Introduction
I first created this website last year, and I pieced it all together by hand using the aws console. Shortly after getting it running, I neglected to contribute to it. About a year later I found myself wanting to contribute to it with a more regular cadence, but had no idea how I had gotten it up and running in the first place. Rather than playing detective and uncovering my old steps, I decided to gut the whole thing and start over (of course.)
This past year I have gotten a bit more exposure to HashiCorp’s Terraform and decided that this time around I would employ the paradigm of infrastructure as code to provision the infrastructure required to run my website–this way, in the future I could just peak at my Terraform scripts to get an understanding of how I pieced it all together.
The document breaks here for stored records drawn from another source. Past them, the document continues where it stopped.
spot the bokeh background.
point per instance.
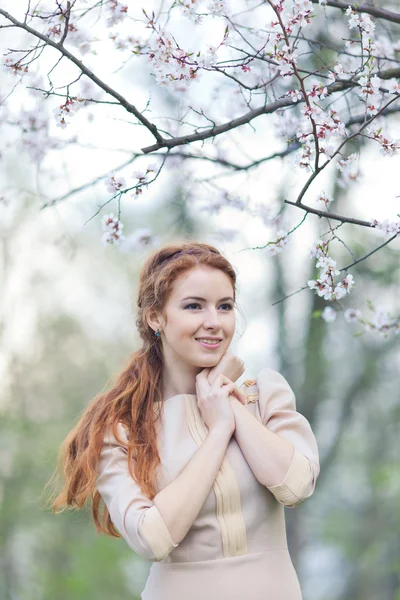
(67, 327)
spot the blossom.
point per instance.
(324, 285)
(387, 227)
(112, 230)
(354, 19)
(117, 12)
(114, 184)
(64, 111)
(328, 314)
(388, 147)
(345, 164)
(295, 95)
(318, 249)
(325, 198)
(393, 86)
(277, 246)
(352, 315)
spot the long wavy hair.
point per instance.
(132, 399)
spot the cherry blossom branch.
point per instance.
(305, 287)
(379, 13)
(123, 102)
(329, 215)
(252, 114)
(369, 254)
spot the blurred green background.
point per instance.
(67, 328)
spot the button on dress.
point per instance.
(236, 548)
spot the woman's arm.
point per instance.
(280, 448)
(153, 528)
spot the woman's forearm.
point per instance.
(180, 502)
(268, 455)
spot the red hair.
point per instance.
(131, 400)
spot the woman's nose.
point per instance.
(212, 320)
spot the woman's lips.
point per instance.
(210, 346)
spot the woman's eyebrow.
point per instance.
(204, 300)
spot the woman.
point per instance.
(194, 472)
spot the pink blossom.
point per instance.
(115, 184)
(112, 230)
(277, 246)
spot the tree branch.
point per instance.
(123, 102)
(329, 215)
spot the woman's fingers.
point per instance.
(202, 384)
(234, 390)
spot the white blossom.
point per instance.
(277, 246)
(324, 198)
(352, 315)
(114, 184)
(112, 230)
(387, 227)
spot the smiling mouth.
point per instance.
(209, 343)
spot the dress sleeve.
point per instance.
(277, 405)
(134, 515)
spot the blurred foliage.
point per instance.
(345, 385)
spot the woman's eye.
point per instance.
(227, 306)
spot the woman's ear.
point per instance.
(153, 320)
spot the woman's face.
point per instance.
(200, 305)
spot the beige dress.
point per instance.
(236, 548)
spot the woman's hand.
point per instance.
(230, 365)
(214, 403)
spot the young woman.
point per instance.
(193, 472)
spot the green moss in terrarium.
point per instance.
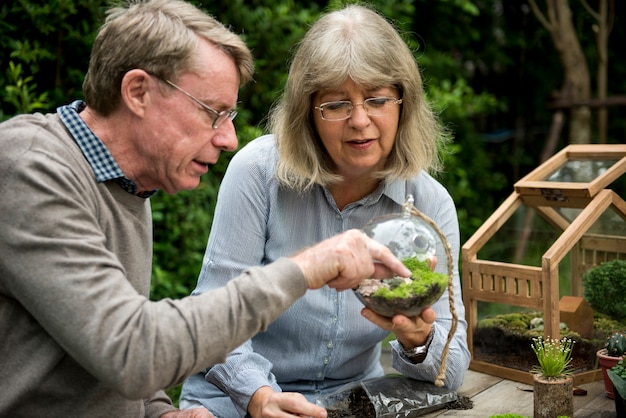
(423, 279)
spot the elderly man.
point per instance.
(79, 335)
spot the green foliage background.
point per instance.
(489, 69)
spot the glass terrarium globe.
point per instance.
(414, 242)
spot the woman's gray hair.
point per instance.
(357, 43)
(158, 36)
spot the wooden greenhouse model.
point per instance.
(571, 194)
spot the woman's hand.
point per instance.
(410, 331)
(265, 403)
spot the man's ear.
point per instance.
(136, 89)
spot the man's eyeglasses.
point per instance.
(218, 117)
(342, 109)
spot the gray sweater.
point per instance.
(79, 336)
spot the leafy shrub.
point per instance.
(605, 287)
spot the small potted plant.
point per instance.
(617, 375)
(609, 356)
(552, 379)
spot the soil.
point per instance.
(360, 406)
(510, 346)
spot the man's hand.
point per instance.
(189, 413)
(265, 403)
(344, 260)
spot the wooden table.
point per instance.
(493, 395)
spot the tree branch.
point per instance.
(540, 16)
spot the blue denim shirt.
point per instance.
(322, 342)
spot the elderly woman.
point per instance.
(351, 138)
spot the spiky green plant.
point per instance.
(554, 356)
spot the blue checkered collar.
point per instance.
(99, 157)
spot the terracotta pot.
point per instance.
(620, 406)
(606, 362)
(553, 398)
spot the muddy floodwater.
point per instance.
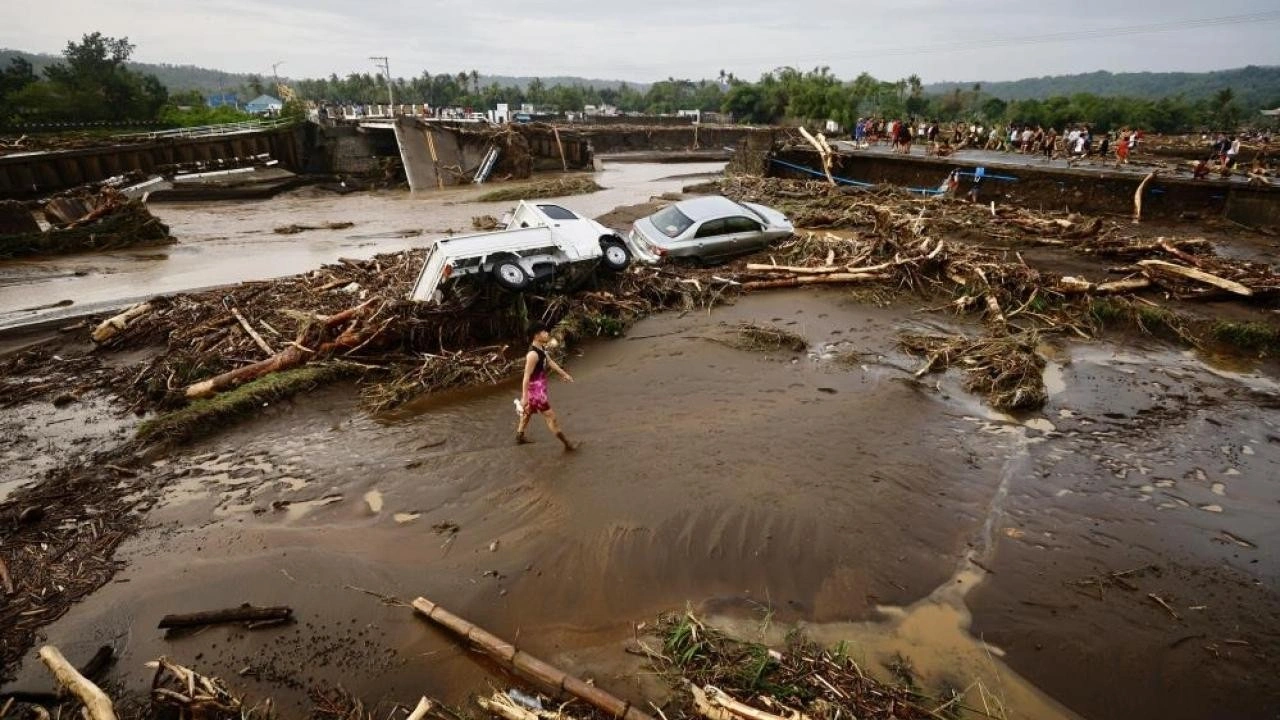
(234, 241)
(827, 488)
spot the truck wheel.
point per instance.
(615, 255)
(508, 273)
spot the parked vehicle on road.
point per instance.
(707, 229)
(539, 241)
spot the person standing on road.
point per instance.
(533, 390)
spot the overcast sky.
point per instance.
(648, 40)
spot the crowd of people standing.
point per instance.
(1074, 142)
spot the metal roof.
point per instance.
(711, 206)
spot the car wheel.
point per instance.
(615, 256)
(508, 274)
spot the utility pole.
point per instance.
(277, 76)
(382, 62)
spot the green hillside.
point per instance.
(1255, 86)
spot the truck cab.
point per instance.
(536, 242)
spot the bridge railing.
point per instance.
(211, 131)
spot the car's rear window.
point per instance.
(753, 213)
(670, 220)
(557, 213)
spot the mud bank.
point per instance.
(826, 487)
(222, 244)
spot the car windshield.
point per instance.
(670, 220)
(557, 213)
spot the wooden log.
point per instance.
(114, 324)
(823, 154)
(420, 711)
(252, 333)
(814, 279)
(5, 579)
(757, 267)
(1198, 276)
(525, 664)
(242, 614)
(96, 703)
(291, 356)
(1123, 286)
(561, 146)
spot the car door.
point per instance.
(709, 240)
(744, 235)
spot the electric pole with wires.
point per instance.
(384, 64)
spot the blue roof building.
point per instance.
(223, 100)
(264, 104)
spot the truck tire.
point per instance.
(508, 274)
(615, 255)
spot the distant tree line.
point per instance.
(92, 82)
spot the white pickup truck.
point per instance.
(539, 241)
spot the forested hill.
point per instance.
(179, 78)
(1253, 85)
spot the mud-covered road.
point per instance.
(821, 487)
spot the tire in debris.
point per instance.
(615, 256)
(508, 274)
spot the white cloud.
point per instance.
(652, 40)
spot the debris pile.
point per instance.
(81, 223)
(731, 679)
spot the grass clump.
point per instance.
(1005, 369)
(749, 336)
(558, 187)
(800, 675)
(1251, 336)
(213, 413)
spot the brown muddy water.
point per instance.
(229, 242)
(763, 490)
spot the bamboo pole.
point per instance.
(1137, 197)
(814, 279)
(96, 703)
(1200, 276)
(252, 333)
(525, 665)
(561, 146)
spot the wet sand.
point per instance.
(764, 490)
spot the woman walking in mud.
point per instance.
(533, 390)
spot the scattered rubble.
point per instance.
(80, 223)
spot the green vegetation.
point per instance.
(558, 187)
(91, 83)
(95, 81)
(210, 414)
(1251, 336)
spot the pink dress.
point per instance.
(538, 401)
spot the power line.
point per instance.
(1068, 36)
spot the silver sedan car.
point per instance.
(707, 229)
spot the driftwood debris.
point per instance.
(833, 278)
(114, 324)
(252, 333)
(716, 703)
(96, 703)
(242, 614)
(1200, 276)
(1137, 196)
(526, 665)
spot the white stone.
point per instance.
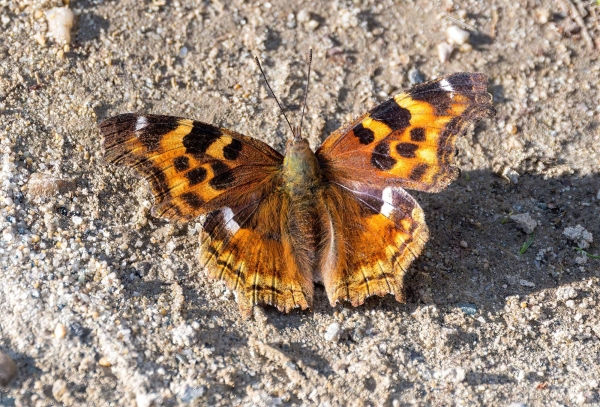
(386, 197)
(60, 21)
(231, 225)
(457, 35)
(140, 123)
(332, 333)
(444, 51)
(566, 293)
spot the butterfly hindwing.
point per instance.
(193, 167)
(251, 249)
(374, 235)
(341, 216)
(409, 140)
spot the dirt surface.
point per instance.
(101, 304)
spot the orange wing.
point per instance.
(409, 140)
(374, 235)
(373, 228)
(252, 249)
(193, 167)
For this post I am using & building off of the work from this article posted by runatlantis.io, so shout out to those folks for their work. Additionally, I address an issue the runatlantis team cited for migrating off of AWS with the aws-cli and a shell script at the end–creating a CloudFront Invalidation event upon deployment.
Project Wish List
I have a small wish list for my project:
- Website Served over SSL (This will be accomplished with CloudFront and AWS Certificate Manager)
- A Subdomain for hosting downloads. https://files.johnsosoka.com is the target subdomain, this will point to its own S3 bucket, separate from the rest of the site.
- Both www.johnsosoka.com & johnsosoka.com to resolve (this requires 2 S3 buckets, one to redirect to the other)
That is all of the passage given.